I’m sure consumer banking sounded like fun at Goldman, but it’s turned into a hassle. Worse, it’s not profitable, or at least not yet, and Goldman’s business is making lots of money not losing it.
The story of Goldman Sachs, provider of basic financial services to Average Joe, was always a bit of an absurdist tale. In its infancy, I’d have described it as a well-meaning charade to dispense with various unflattering characterizations of the bank, but a charade nevertheless.
The appeal of digital banking, and a limited suite of direct-to-consumer offerings, is fairly straightforward, but it gets pretty complex, pretty fast after that. And besides, it’s never been entirely obvious that Goldman needed to be a “more diversified” firm. Or at least not where diversity means branching out into businesses which (forgive me) are almost oxymorons in the context of Goldman Sachs as the world knows it today. If you want to improve your public image, you hire in PR, you don’t wade into businesses where the dominate players have shepherd’s tree-deep roots. As Mike Mayo put it over the summer, modern consumer banking is a business where new entrants can either discover gold or “get your head handed to you.”
When it comes to digital banking, Goldman’s aspirations might’ve been misplaced, the result of fintech FOMO. To the extent Goldman thought it could build a kind of in-house Y Combinator for fintech unicorns, the bank would’ve probably been better off just throwing money at VCs. The idea of Marcus (named for the 110-years-dead son of a Bavarian cattle farmer) as some sort of leading-edge tech powerhouse could only incubate for longer than a year in the mind of a 60-year-old, self-styled DJ.
This didn’t start entirely with David Solomon, but he’s been a staunch advocate. His pitch is simple enough. Because dealmaking, underwriting and trading can be volatile businesses, Goldman might benefit from the addition of a more predictable source of revenue and, eventually, earnings. The problem is twofold.
First, and most obviously, Goldman is famously good at investment banking and trading. Sure, there are missteps and land mines, but Goldman “won” its reputation as a blood-sucking cephalopod by succeeding, lavishly, in the business lines it’s already in. “If it ain’t broke,” DJ.

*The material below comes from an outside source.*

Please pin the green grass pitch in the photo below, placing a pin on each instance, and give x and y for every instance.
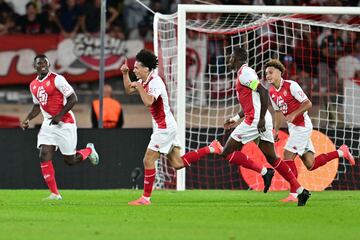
(192, 214)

Second, in order for a new business to act as a buffer against volatility, it helps if that business is itself profitable. By some accounts, consumer banking at Goldman is way behind schedule on that front.
With all of that in mind, it came as no real surprise when the Wall Street Journal reported that Goldman is set to “undertak[e] one of the biggest reshuffles in the firm’s history.” Asset management and private wealth will be rolled up, as will IB and Markets, while the consumer unit will be split into pieces and redistributed, for lack of a better way to put it.
In a follow up piece (and it’s difficult to discern who’s following who, given that Dow Jones’s story just validated allusions made to an imminent shakeup in previous articles published elsewhere), Bloomberg confirmed what amounts to a re-consolidation. It’s the third reorganization in four years, but it’s really a rolling back of the last shakeup.
Solomon, Bloomberg said, is “disbanding the direct-to-consumer efforts, cutting short the retail banking dreams that he had spelled out in his early days as CEO [amid] cost overruns and missed profitability goals [which] set off a rising tide of discontent inside the firm.” Those same dreams drew scrutiny from regulators recently, and were becoming a distraction for shareholders.
Apparently, Solomon will combine the installment-lending firm Goldman bought a year ago with the bank’s credit card businesses into something called “Platform Solutions,” which will also include the bank’s corporate deposits operation. The consumer-facing part of Marcus will be folded up into wealth management, according to the same reporting.
The shakeup entails personnel changes. Sort of. The names are all familiar, so it feels more like rearranging expensive furniture in an effort to cover up a large carpet stain. Marc Nachmann will run Wealth and Asset Management, IB and trading will go to Dan Dees, Jim Esposito and Ashok Varadhan, and Stephanie Cohen will take a shot at Platform Solutions. (Wish her luck.)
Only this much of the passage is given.